This is an example of wives believing that they have fully and repeatedly communicated their concerns and their husbands have repeatedly shined them on until divorce papers are served and husbands are declaring themselves blindsided.

Temper tantrums are not an effective communication tool but they apparently get more attention than civil conversations. And, what do the wives have to lose? They've tried every other technique in their state issued husband manual. Besides, talking 'til one is blue in the face just gets so tiring.


----------



## MachoMcCoy (Oct 20, 2014)

There you go.

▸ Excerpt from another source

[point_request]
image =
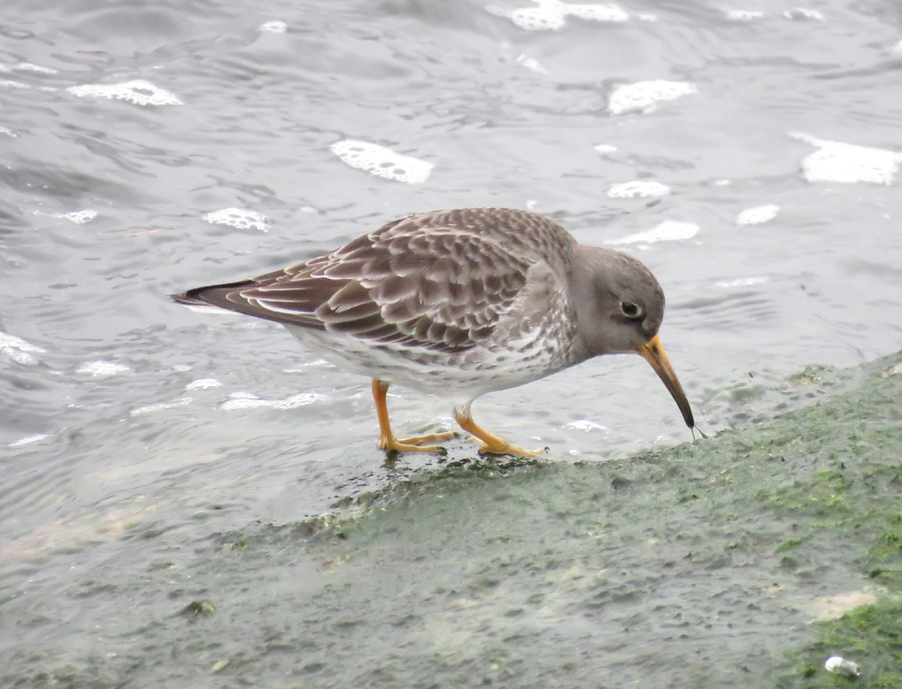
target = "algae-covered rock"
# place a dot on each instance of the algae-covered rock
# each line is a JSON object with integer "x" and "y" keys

The problem with 90+ percent of marriages. 


"the wife feels sure she has accurately communicated her concerns, whereas she has actually left her husband with no idea of how significant the matter is to her. What to him initially seemed to have all the appearance of a crisis apparently evaporates when his wife is in a better mood."


It stops being funny when the wife walks though.


----------



## ConanHub (Aug 9, 2013)

Both men and women need to learn their spouse. Real communication takes effort and growth in marriage.

Many, regardless of gender, are unwilling to "learn" their partner.
_Posted via Mobile Device_


----------



## MachoMcCoy (Oct 20, 2014)

Sorry. I didn't answer the question: Yes, we are that thick.

I lived with my wife for AT LEAST 5 years after she checked out and had NO CLUE.


----------



## ConanHub (Aug 9, 2013)

Wurds rrr two beeg!!! Duuuuuhhhh......
_Posted via Mobile Device_


----------



## Nucking Futs (Apr 8, 2013)

jld said:


> The article is putting the responsibility for the marriage on the woman.


No! Who could possibly hold a woman responsible? It's crazy! Obviously every marriage that fails, every woman that cheats, is strictly the responsibility of the man in the relationship. How could it be otherwise?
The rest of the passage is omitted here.